Design and test a proof-of-concept installation of a new RADIUS solution involving the integration of new appliances with the existing Public Key Infrastructure, including existing custom-built open-source Certification Authority, X.509 client certificates installed for Microsoft Machine Authentication on wireless devices, with wireless access points configured for EAP-TLS authentication; new local Microsoft Active Directory Domain Controllers and the enterprise Novell eDirectory services.

Design a new PKI to integrate with a Government Department's wireless access and remote access and external access services.
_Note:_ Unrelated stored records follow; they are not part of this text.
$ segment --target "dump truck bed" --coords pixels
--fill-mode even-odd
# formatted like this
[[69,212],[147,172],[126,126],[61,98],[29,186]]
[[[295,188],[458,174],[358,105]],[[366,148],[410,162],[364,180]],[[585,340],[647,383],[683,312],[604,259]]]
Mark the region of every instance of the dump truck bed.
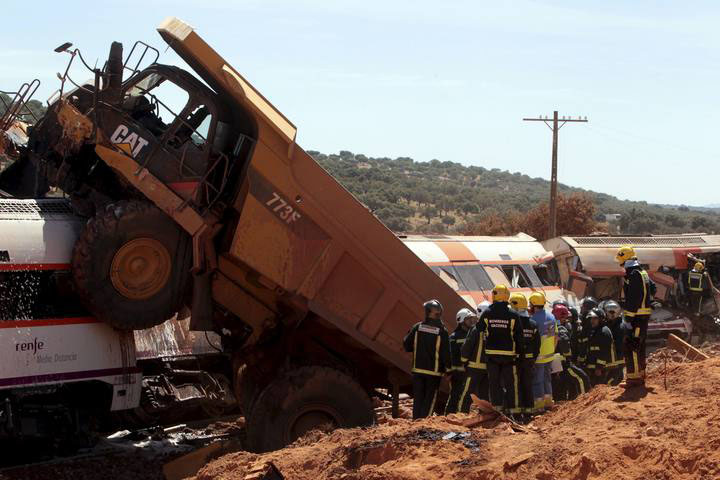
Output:
[[169,18],[158,31],[257,123],[234,202],[238,224],[221,258],[247,265],[388,364],[409,371],[402,338],[423,319],[422,303],[440,300],[448,328],[467,303],[295,144],[292,123],[192,27]]

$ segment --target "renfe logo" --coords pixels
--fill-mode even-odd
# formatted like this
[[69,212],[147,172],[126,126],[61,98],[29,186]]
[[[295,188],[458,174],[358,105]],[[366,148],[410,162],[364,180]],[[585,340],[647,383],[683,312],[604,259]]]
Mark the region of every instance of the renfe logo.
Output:
[[148,144],[147,140],[137,133],[130,132],[130,129],[123,124],[117,126],[115,132],[113,132],[110,137],[110,141],[120,147],[126,146],[127,148],[124,150],[126,153],[132,155],[133,158],[137,157],[140,150]]
[[16,352],[32,352],[33,354],[45,348],[45,342],[38,341],[37,337],[32,342],[20,342],[15,344]]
This included a review of open source and commercial PKI solutions such as those from VeriSign and RSA.

Perform a security review of Education Queensland's One Network architecture, as one of the system initiatives supporting the Smart Classrooms strategy to establish information and communications technology into the core of education in Queensland schools.

Design a new two-factor authentication system involving the integration of RSA ACE/Server and personal tokens with the existing Cisco ASA firewall and Microsoft IAS and ISA servers distributed between the corporate office network and the Web Central third-party hosting site.

Academic papers:

David has delivered the following Academic and Industry Papers:

[1] David Ross. “The Security of Wireless Computing Technologies”. In Andrew Clark, Kathryn Kerr, and George Mohay, editors, AusCERT Asia Pacific Information Technology Security Conference Refereed R&D Stream, pages 51-63. Australian Computer Emergency Response Team, May 2005. ISBN: 1-86499-799-0.
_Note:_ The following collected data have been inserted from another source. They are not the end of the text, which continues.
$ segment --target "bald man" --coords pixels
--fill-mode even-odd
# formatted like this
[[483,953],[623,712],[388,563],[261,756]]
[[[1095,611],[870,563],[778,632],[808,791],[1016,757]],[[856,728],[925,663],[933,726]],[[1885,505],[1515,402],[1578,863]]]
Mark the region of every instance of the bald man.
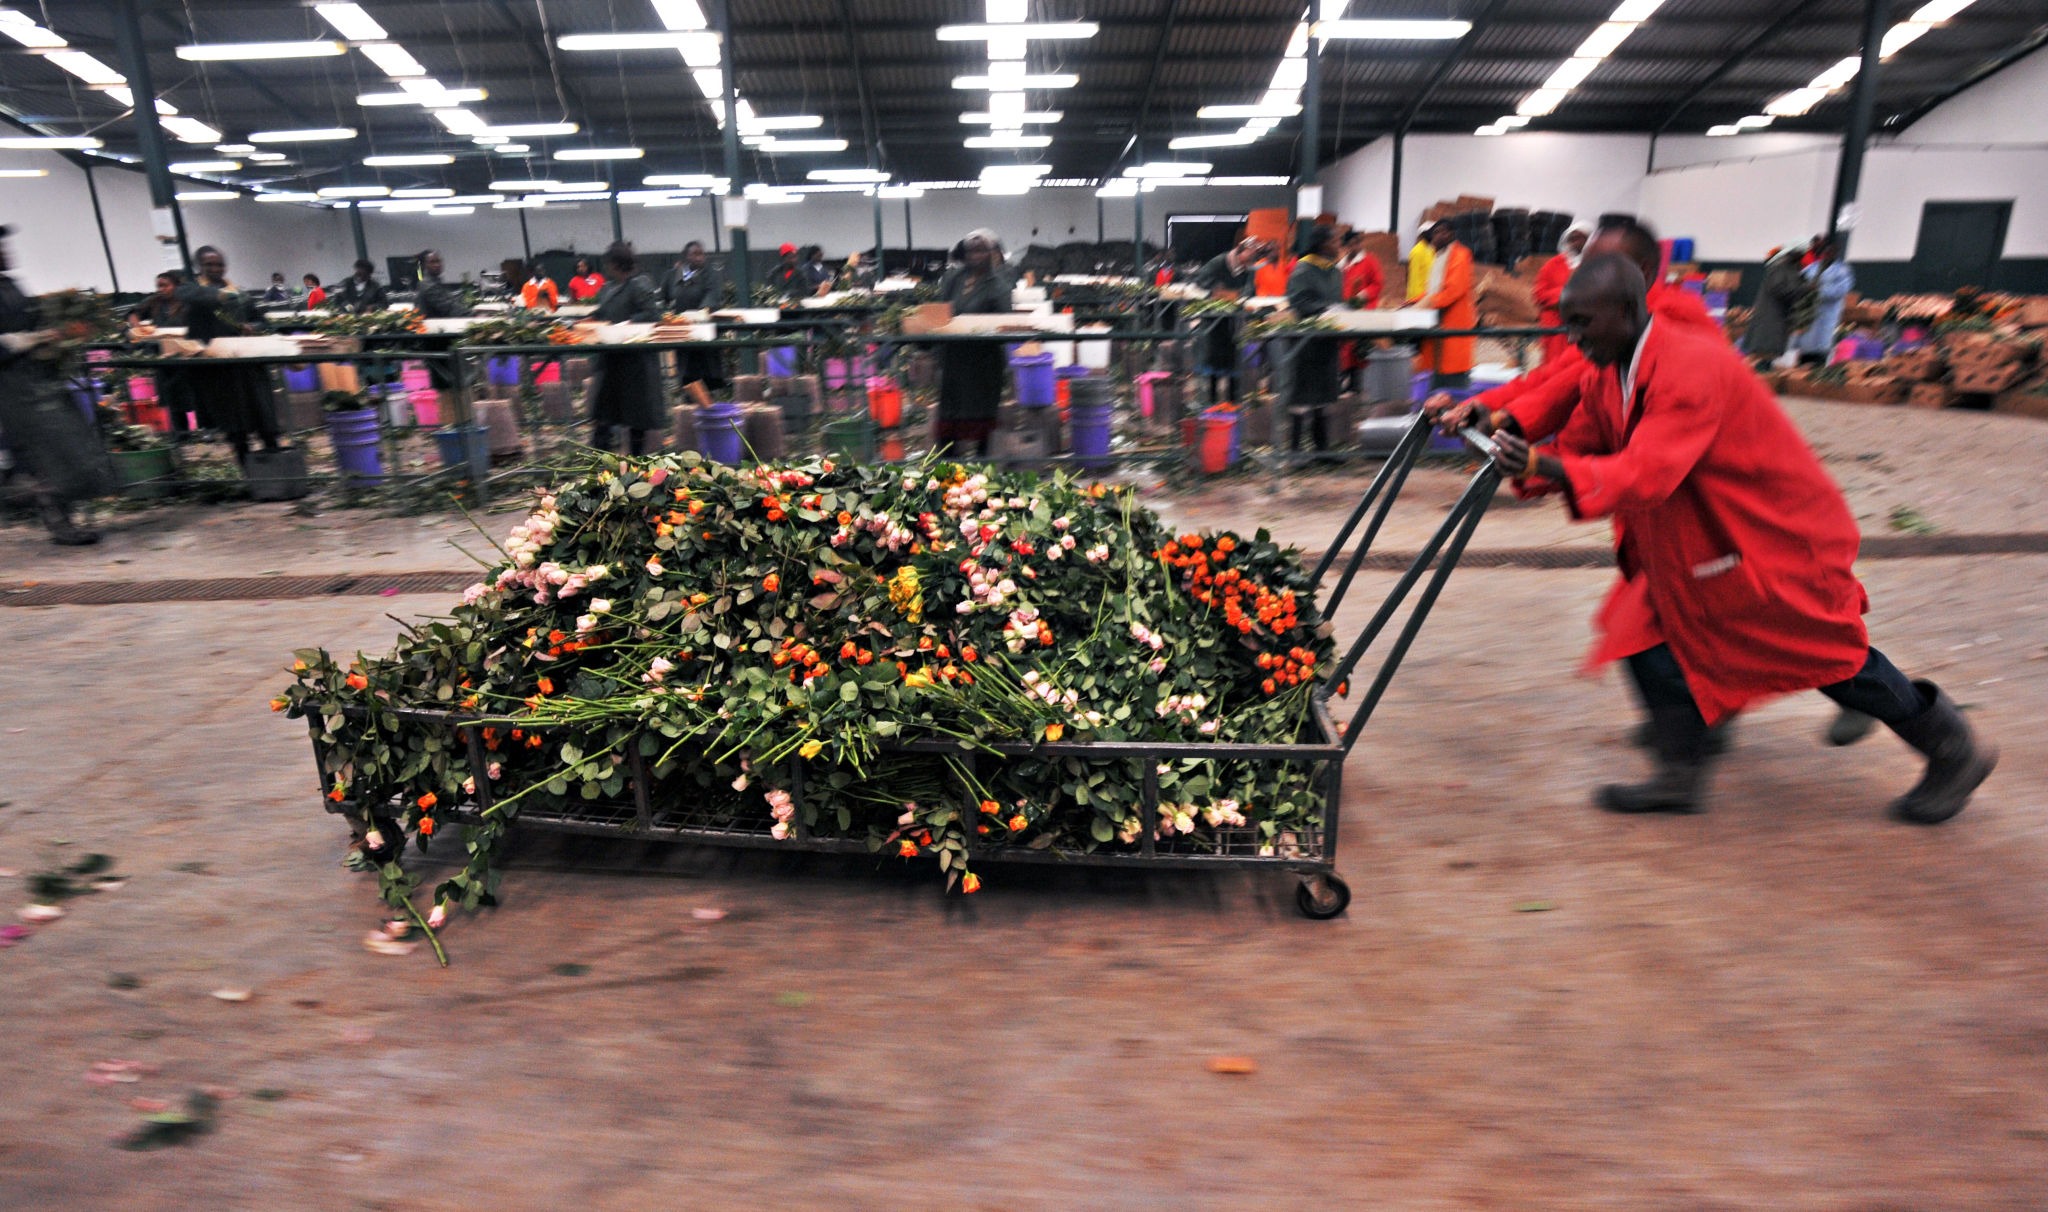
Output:
[[[1997,764],[1956,705],[1870,646],[1855,518],[1777,397],[1727,342],[1653,321],[1642,271],[1588,257],[1559,310],[1586,359],[1554,450],[1496,431],[1502,467],[1572,516],[1612,516],[1621,577],[1591,661],[1626,660],[1650,711],[1656,773],[1601,789],[1612,812],[1696,812],[1708,729],[1752,703],[1819,690],[1927,758],[1892,805],[1936,824]],[[1490,417],[1475,417],[1490,427]]]

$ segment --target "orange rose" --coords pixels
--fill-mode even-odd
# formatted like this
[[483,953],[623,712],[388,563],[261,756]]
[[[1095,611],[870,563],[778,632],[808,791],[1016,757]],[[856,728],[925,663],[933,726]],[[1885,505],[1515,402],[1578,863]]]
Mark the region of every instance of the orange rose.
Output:
[[348,675],[348,688],[350,690],[367,690],[369,689],[369,686],[370,679],[364,677],[362,674],[351,673]]
[[981,877],[972,871],[960,877],[960,891],[969,896],[981,891]]
[[420,807],[421,807],[421,808],[432,808],[432,807],[433,807],[434,805],[436,805],[436,804],[438,804],[438,803],[440,803],[440,802],[441,802],[441,797],[440,797],[440,796],[438,796],[438,795],[435,795],[435,794],[434,794],[433,792],[431,792],[431,791],[427,792],[427,793],[426,793],[425,795],[421,796],[421,797],[420,797],[420,799],[419,799],[419,805],[420,805]]
[[916,858],[917,843],[910,841],[906,838],[905,840],[896,843],[896,853],[904,858]]
[[769,593],[780,593],[782,591],[782,578],[771,572],[761,578],[761,588]]
[[1024,832],[1024,826],[1029,825],[1030,823],[1030,821],[1024,819],[1024,814],[1020,812],[1017,815],[1010,818],[1010,832],[1022,833]]
[[432,836],[434,836],[434,818],[433,818],[433,817],[430,817],[430,816],[423,816],[423,817],[421,817],[421,818],[420,818],[420,836],[421,836],[421,837],[432,837]]

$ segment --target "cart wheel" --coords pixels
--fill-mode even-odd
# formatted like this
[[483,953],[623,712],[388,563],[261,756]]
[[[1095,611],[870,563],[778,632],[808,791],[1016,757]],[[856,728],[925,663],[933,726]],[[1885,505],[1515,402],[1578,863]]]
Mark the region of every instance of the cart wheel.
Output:
[[1334,875],[1311,875],[1294,890],[1294,906],[1303,917],[1326,922],[1351,907],[1351,885]]

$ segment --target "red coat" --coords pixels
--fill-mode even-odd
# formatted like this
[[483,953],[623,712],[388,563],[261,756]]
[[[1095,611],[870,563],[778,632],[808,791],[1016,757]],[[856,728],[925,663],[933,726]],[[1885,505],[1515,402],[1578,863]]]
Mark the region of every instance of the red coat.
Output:
[[1624,420],[1588,365],[1558,437],[1580,519],[1622,523],[1592,664],[1669,644],[1709,724],[1852,677],[1869,655],[1861,541],[1841,489],[1727,342],[1652,324]]
[[[1479,307],[1472,299],[1472,250],[1452,241],[1437,256],[1444,258],[1443,284],[1437,287],[1435,294],[1422,300],[1422,306],[1437,309],[1439,327],[1477,328]],[[1415,360],[1416,369],[1445,375],[1464,374],[1472,369],[1478,349],[1477,337],[1439,337],[1424,341],[1421,356]]]
[[[1380,268],[1380,259],[1367,253],[1351,263],[1344,271],[1344,303],[1348,307],[1363,307],[1370,311],[1380,305],[1380,292],[1386,288],[1386,271]],[[1363,341],[1347,341],[1344,344],[1343,367],[1356,370],[1365,365],[1360,352]]]
[[[1571,258],[1559,253],[1543,263],[1536,272],[1536,306],[1539,309],[1536,323],[1544,328],[1558,328],[1564,324],[1564,317],[1557,314],[1557,301],[1564,297],[1564,284],[1571,280]],[[1547,366],[1565,355],[1572,343],[1563,333],[1543,338],[1543,362]]]

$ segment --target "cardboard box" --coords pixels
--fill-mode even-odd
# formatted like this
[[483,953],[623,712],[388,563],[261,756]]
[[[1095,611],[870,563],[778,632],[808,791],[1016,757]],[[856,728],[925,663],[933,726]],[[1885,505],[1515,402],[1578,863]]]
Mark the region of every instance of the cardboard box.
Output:
[[356,368],[346,362],[322,362],[320,366],[321,391],[358,392],[363,389],[362,376]]
[[938,332],[952,322],[952,304],[920,303],[903,313],[903,335],[914,337]]
[[2031,387],[2000,392],[1991,401],[1993,412],[2048,421],[2048,380]]
[[1966,366],[1954,368],[1949,374],[1949,386],[1966,394],[1993,395],[2016,386],[2026,376],[2026,368],[2017,362],[1998,366]]
[[1915,383],[1906,392],[1906,403],[1914,408],[1947,408],[1955,398],[1945,383]]
[[1742,289],[1742,271],[1739,269],[1717,269],[1707,274],[1707,289],[1718,294],[1734,294]]
[[1492,214],[1493,199],[1482,198],[1477,194],[1459,194],[1457,202],[1453,204],[1451,213],[1463,215],[1475,210],[1481,214]]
[2] David Ross, Andrew Clark, and Mark Looi. “Securely Deploying IEEE 802.11 WLANs”. In A. Clark, M. McPherson, and G. Mohay, editors, Proceedings of AusCERT Asia Pacific Information Technology Security Conference (AusCERT2007): Refereed R&D Stream, pages 50-70. Australian Computer Emergency Response Team, University of Queensland, May 2007. ISBN: 978-1-86499-877-1.
 
Industry papers:

David Ross. “Using SNMP Without Destroying Network Security”. In SAGE-AU, Proceedings of the National Conference of The System Administrators Guild of Australia, SAGE-AU, 2002.

David Ross. “Introduction to Network Security”. In SAGE-AU, Tutorials of the National Conference of The System Administrators Guild of Australia, SAGE-AU, 2002.

David lecturers on the following;- COMS3000/7003 - Information Security within the University of Queensland.